Enabling device activation blocks any unmanaged devices from accessing email. Workspace ONE UEM checks with Google for a device account during enrollment when the profile is pushed onto the device:
  • If the enrolled device has an account, Google sends a positive response to Workspace ONE UEM. Workspace ONE UEM then sends an approve command to Google to allow email access.
  • After the device enrolls, the profile is already installed on the device, and any attempt to connect, creates a device record in Google. When the Google scheduler runs at a default interval of five minutes, the device is identified and allowed for email access. The Email Dashboard is then updated with the 'Scheduled Sync Update'.
  • If the device fails to be identified by the scheduler after two days, then the end user must login to SSP and select Sync Email for the device to receive email access.
Note: You can also revoke access for Google accounts if an account violates compliance using the Token Revocation option on the Email Settings page.


Your device must have a Google account. If your device does not have a Google account setup before enrolling in Workspace ONE UEM, then updates cannot be completed successfully and the Email Dashboard on Workspace ONE UEM is updated with a "Failed" message.


  1. Enable Device Activation on the Google Admin console:
    1. On the Google Admin console, navigate to Device Management > Mobile > Setup
    2. On the Setup page, select Device Activation.
    3. Select an organization from the left panel and then select Require admin approval for device activation.
    4. (Optional) Enter an email address to receive notifications when users enroll their devices.

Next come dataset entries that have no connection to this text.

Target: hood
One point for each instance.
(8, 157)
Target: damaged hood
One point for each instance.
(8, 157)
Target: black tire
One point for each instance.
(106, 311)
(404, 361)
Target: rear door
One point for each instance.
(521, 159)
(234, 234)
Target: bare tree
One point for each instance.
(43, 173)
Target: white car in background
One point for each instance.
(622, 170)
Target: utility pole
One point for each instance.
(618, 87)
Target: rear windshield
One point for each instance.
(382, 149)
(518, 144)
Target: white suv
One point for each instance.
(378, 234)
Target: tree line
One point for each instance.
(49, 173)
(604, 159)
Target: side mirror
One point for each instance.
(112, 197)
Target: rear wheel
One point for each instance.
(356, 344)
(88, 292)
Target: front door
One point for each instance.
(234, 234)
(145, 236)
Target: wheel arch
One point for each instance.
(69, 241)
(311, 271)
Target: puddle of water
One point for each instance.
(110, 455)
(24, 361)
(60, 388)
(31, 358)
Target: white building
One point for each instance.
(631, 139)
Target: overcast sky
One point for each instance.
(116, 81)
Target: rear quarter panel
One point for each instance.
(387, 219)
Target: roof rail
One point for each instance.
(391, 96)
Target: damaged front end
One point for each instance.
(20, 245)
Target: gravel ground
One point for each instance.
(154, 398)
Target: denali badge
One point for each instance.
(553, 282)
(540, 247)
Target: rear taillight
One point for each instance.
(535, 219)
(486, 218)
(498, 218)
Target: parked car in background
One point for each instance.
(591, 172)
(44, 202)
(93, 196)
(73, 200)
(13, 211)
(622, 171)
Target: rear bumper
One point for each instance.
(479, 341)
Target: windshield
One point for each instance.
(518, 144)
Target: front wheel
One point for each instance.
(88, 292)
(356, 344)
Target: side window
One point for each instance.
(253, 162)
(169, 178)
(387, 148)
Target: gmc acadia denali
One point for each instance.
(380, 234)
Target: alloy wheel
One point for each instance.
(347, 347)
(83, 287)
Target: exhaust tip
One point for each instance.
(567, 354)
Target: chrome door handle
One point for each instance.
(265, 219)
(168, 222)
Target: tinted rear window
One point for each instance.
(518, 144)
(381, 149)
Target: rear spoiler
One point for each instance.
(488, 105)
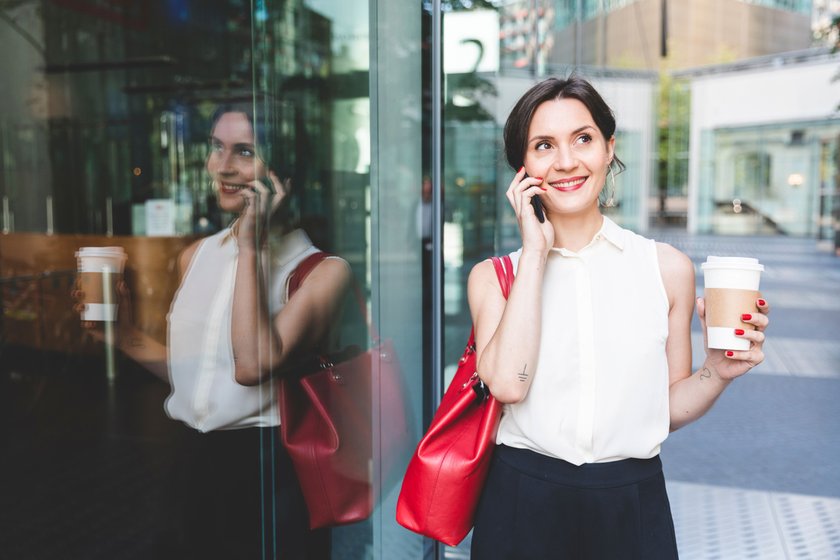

You can also enter a group email address that includes all the administrators who can activate the devices.
  2. Configure Direct APIs Deployment Type on the UEM console:
    1. Navigate to Email > Email Settings and select Configure.
      The Email Config Add wizard displays.
    2. Select Direct for the Deployment Model.
    3. Select Google Apps with Direct API as the Email Type.
    4. Click Next.
    5. In the Deployment Wizard form, enter the following settings:
      Setting Description
      Friendly Name Friendly name for the Gmail deployment.
      Google Apps Domain Domain address
      Google Apps Sub-Domain Sub-domain address
      Google Apps Admin Username Complete email address
      Service account certificate (*.p12) Upload the Service account certificate. Enter the certificate password when prompted. The certificate password is created while generating the Service Account client ID on the Google console.

      The type, validity, and thumbprint of the certificate is displayed.

      Directory service account email address Service Account email address.
      Application Name Project name created earlier.
      Enable Token Revocation

      Toggle Enable to make available the Revoke Google Token action within MDM compliance policies.

      The Revoke Google Token message is displayed on the MDM compliance policy page.

      Note: This option can only be enabled for one MEM configuration at a time.
      Automatically revoke when wiping devices Check this box to revoke G Suite token for the user upon unenrollment.

What to do next

If you have enabled token revocation, and the MDM policy is also set to revoke G Suite tokens under Edit Device Policy, the token will be revoked for a non-compliant user. If you have also enabled the Automatically revoke when wiping devices option, the G Suite token will be revoked for the device when the device is unenrolled. See the Mobile Email Management guide.